In HRM, the pattern of an amplicon’s heat denaturation generates a sigmoidal melt curve. The peak of the curve’s first derivative dictates the melting temperature (Tm), which is primarily determined by the sequence %GC content and length. Previous HRM studies used short amplicons (<300 bp) and found that small (0.2 °C) shifts in Tm between samples generated reliable variant discrimination6. However, short amplicons tend to generate Tms with narrow temperature ranges (~4 °C based on our prior work7) of the full melt spectrum (i.e. 60–95 °C). If 0.2 °C is required to identify differences, a dynamic Tm range of 4 °C could only distinguish up to 20 variants. This represents a major challenge if HRM is to be expanded for large-scale fingerprinting of potentially hundreds of sequences. To overcome this limitation, we and others have designed HRM assays using multiple separate amplification reactions and primer sets to interrogate short hypervariable sequence stretches within the 16S rRNA gene (16S)7,8,9,10,11,12,13,14. This multiplex approach may moderately improve the discriminatory power, but the multiple parallel reactions complicate assay format and are impractical for samples containing few targets.

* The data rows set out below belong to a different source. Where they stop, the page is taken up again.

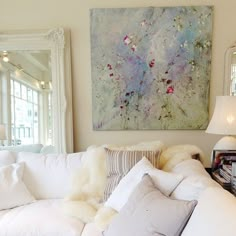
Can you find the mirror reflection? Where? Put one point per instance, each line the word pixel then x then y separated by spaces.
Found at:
pixel 26 97
pixel 233 74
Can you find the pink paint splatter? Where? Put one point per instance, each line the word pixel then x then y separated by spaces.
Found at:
pixel 109 66
pixel 170 90
pixel 134 47
pixel 127 40
pixel 152 63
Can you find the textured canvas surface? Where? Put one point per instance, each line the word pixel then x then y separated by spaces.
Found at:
pixel 151 67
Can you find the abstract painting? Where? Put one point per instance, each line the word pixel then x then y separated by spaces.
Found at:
pixel 151 67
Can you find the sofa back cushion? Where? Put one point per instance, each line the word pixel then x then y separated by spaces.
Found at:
pixel 48 175
pixel 148 212
pixel 23 148
pixel 119 163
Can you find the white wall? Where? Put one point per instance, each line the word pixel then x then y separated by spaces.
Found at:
pixel 74 14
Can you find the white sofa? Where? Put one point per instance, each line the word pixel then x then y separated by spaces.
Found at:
pixel 47 178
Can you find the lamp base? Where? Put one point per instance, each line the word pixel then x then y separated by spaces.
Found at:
pixel 226 143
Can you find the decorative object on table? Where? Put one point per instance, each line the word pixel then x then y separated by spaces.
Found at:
pixel 2 134
pixel 222 162
pixel 233 180
pixel 223 122
pixel 151 67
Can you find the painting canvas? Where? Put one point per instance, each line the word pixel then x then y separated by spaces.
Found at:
pixel 150 67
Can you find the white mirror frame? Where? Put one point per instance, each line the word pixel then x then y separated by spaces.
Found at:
pixel 227 73
pixel 58 42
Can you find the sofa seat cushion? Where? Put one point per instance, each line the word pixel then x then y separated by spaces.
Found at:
pixel 91 229
pixel 47 176
pixel 214 215
pixel 43 217
pixel 149 212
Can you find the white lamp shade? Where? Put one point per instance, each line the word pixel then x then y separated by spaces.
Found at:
pixel 2 132
pixel 223 120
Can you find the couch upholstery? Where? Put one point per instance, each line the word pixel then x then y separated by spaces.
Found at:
pixel 35 148
pixel 48 178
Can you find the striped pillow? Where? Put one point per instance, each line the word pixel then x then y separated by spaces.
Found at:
pixel 119 163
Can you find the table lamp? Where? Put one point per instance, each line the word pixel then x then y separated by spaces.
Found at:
pixel 223 122
pixel 2 133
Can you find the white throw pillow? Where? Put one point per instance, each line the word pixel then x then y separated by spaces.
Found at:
pixel 6 158
pixel 214 215
pixel 165 181
pixel 13 191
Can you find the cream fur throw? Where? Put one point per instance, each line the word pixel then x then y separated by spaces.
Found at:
pixel 178 153
pixel 87 186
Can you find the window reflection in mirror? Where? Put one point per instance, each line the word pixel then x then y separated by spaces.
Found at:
pixel 233 75
pixel 26 96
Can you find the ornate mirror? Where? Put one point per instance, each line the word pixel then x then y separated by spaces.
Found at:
pixel 35 86
pixel 230 71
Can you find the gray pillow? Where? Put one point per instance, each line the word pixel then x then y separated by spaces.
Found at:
pixel 148 212
pixel 119 163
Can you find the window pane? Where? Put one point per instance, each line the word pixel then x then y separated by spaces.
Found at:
pixel 29 94
pixel 35 95
pixel 12 87
pixel 24 92
pixel 16 89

In addition to Tm-based information, HRM also observes the exact melt curve shape as a function of the actual nucleic acid sequence and strand complementarity. Multiphasic melt curves can arise depending on the number of regions with different %GC content (melt domains), which is beneficial in sequence fingerprinting15. We explored the use of a long amplicon (~1000 bp) covering six hypervariable regions in the 16S genetic locus to gather more melt domains and sequence diversity with the use of a single primer set16. Although the long amplicons yielded more biphasic melt curves, with occasional double “peaks” on the derivative curves, the narrow Tm range still constrains the profiling breadth. The 16S also has limited sequence variability to enable species-level discrimination of organisms (only 65 to 83% of cases)17. Another contributor to curve shape is the heteroduplex that forms when two strands from different amplicons with sufficient base complementarity anneal during cooling. Artificial heteroduplex formation by mixing reference DNA with unknown DNA in a 1:1 ratio has been exploited as a strategy for heterozygote and variant screening to enhance melt curve diversity18. However, this multi-step approach adds to assay complexity. Herein, we explore the use of bacterial internal transcribed spacer region (ITS) as an alternative target locus. We hypothesize that by strategically choosing this phylogenetic locus for both its higher interspecies and intragenomic sequence heterogeneity, we can generate highly complex melt curves for large-scale profiling with enhanced species-level specificity in a simple assay format (Fig. 1).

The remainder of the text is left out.